All income, including cash, 1099 income and W-2 income, must be reported on returns. When you’re reviewing the income you reported, make sure to review all other information closely. A typo in a social security number or any other figure on your return could slow down processing and even result in an audit.
Business returns are also at risk of raising red flags. A business running over three years at a loss may be considered a hobby by the IRS, making the deductions invalid. For startups or businesses that are truly running at a loss, documentation is essential to proving information is accurate.

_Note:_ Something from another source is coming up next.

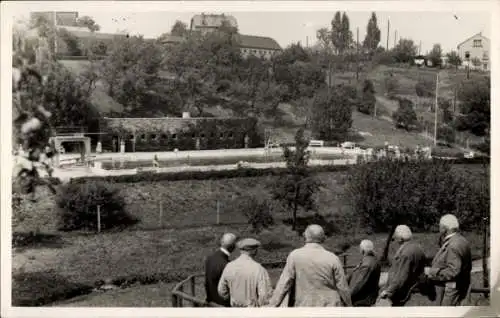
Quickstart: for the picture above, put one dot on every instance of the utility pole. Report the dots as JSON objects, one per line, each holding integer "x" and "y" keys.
{"x": 357, "y": 54}
{"x": 436, "y": 109}
{"x": 388, "y": 28}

Other items that can raise flags include charitable giving that accounts for a large percent of your income, improperly claiming tax credits and simply reporting a high income. According to news reports, individuals earning over $1 million annually are 12 times more likely to be selected for a tax audit.
Effective tax administration and ongoing tax education are the best ways to avoid or combat IRS woes. Understand and follow the rules to avoid an audit, and understand how to work within the rules to reduce headaches during an audit.